ESMT Berlin's study analyzes ESG performance in GCC countries and its financial impact on companies.

ESG study reveals: Gulf region struggles with sustainability challenges!
On October 2, 2025, the renowned ESMT Berlin a comprehensive study of ESG (environmental, social, governance) performance of companies in the Gulf Cooperation Council (GCC). The authors, Catalina Stefanescu-Cuntze from ESMT Berlin, Rodrigo Tavares and Catarina Sá from the Nova School of Business and Economics, examined the relationship between ESG performance and financial results of 54 listed companies in seven GCC countries.
The results of the study are revealing: companies with better financial results invest significantly more in ESG initiatives. However, the results indicate that higher ESG scores do not lead to substantial improvements in stock market performance. What is surprising is that the relationship is often the other way around: financial strength enables companies to improve their ESG position. In addition, the predominance of large, financially strong companies in the financial and energy sectors is a source of distortion for the results.
Special features of ESG performance in the golf area
ESMT's study shows that the financial impact of ESG is not uniform. While ESG performance in the Gulf region remains evolving, its financial implications are very different from those in many developed markets. A key factor is the influence of state policies and institutional commitments, which are often more important than market forces. Companies in the GCC are pursuing ESG goals in particular to align with government vision and long-term transition goals.
In addition to these findings, another study published in the journal sheds light on them Green finance, the ESG performance of companies in the Gulf States. Together with the countries of Saudi Arabia, UAE and Qatar, 117 companies were analyzed in the period from 2021 to 2022. The UAE has been identified as a leader in ESG performance, particularly in environmental metrics, thanks to its strong institutional framework and alignment with global sustainability standards.
Saudi Arabia shows moderate progress in ESG performance, driven by the Vision 2030 reform agenda. However, it is also clear that progress varies widely within the UAE and Saudi Arabia. Qatar lags behind its neighbors, particularly in the areas of governance and social performance, reflecting weaker regulatory frameworks and slower adoption of sustainability standards.
Institutional pressures and challenges
The analysis highlights the role of institutional pressures influencing corporate sustainability practices in the GCC region. Coercive, normative and mimetic pressures are crucial in shaping ESG reporting. Companies that are strongly committed to sustainability and align themselves with global standards are better positioned in the long term.
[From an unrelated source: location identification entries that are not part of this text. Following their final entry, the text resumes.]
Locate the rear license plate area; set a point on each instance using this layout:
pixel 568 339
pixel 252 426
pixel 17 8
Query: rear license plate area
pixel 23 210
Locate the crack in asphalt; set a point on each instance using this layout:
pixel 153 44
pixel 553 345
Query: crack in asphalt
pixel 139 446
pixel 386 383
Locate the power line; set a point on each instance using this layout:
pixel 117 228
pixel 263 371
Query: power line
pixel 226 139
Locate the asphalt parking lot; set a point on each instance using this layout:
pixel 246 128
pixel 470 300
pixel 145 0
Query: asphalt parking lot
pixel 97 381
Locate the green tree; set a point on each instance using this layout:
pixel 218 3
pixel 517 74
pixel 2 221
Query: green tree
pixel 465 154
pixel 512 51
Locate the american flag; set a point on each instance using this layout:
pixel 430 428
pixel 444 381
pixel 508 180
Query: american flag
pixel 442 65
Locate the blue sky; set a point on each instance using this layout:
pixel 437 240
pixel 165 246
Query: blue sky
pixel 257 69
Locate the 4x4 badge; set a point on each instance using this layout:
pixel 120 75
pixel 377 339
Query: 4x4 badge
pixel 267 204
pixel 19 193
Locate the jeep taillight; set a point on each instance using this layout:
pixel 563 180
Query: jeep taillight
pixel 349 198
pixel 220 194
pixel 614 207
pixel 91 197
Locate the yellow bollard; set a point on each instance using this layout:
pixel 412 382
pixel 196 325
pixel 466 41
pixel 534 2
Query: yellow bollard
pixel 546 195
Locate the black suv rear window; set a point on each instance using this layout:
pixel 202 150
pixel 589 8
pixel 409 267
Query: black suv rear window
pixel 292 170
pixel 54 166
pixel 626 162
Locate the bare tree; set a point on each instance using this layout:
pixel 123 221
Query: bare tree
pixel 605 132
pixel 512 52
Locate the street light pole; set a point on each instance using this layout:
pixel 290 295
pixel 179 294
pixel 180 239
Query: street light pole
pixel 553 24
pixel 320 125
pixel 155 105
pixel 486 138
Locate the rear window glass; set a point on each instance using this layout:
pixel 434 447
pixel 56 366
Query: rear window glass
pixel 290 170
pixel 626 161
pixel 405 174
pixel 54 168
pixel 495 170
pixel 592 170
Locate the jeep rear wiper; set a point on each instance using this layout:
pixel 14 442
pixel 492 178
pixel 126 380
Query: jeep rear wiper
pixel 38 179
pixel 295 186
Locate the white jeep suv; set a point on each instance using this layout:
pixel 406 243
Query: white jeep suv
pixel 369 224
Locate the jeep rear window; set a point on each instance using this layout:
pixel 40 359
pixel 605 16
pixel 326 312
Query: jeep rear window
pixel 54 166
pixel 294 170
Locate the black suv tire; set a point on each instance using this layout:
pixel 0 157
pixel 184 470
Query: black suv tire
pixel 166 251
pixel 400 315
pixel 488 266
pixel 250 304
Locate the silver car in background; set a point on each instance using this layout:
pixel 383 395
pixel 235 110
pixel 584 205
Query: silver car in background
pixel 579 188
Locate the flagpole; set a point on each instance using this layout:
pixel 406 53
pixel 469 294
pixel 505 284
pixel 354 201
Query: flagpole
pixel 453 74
However, the challenges should not be underestimated: a clear strategic framework for ESG, relevant indicators and high-quality data are difficult to achieve for many companies. The Meaning of ESG However, it is becoming increasingly clear as an evaluation criterion, not only for investors, but also for the corporate strategy as a whole. The ability to effectively collect ESG data and communicate it transparently is increasingly determining the economic success and trust of stakeholders.
Sustainability performance in the Gulf region is of international importance. The region is not only under pressure to generate financial returns, but also to assume ecological and social responsibility. The developments in the ESG performance of individual countries are significantly influenced by global standards and international competition.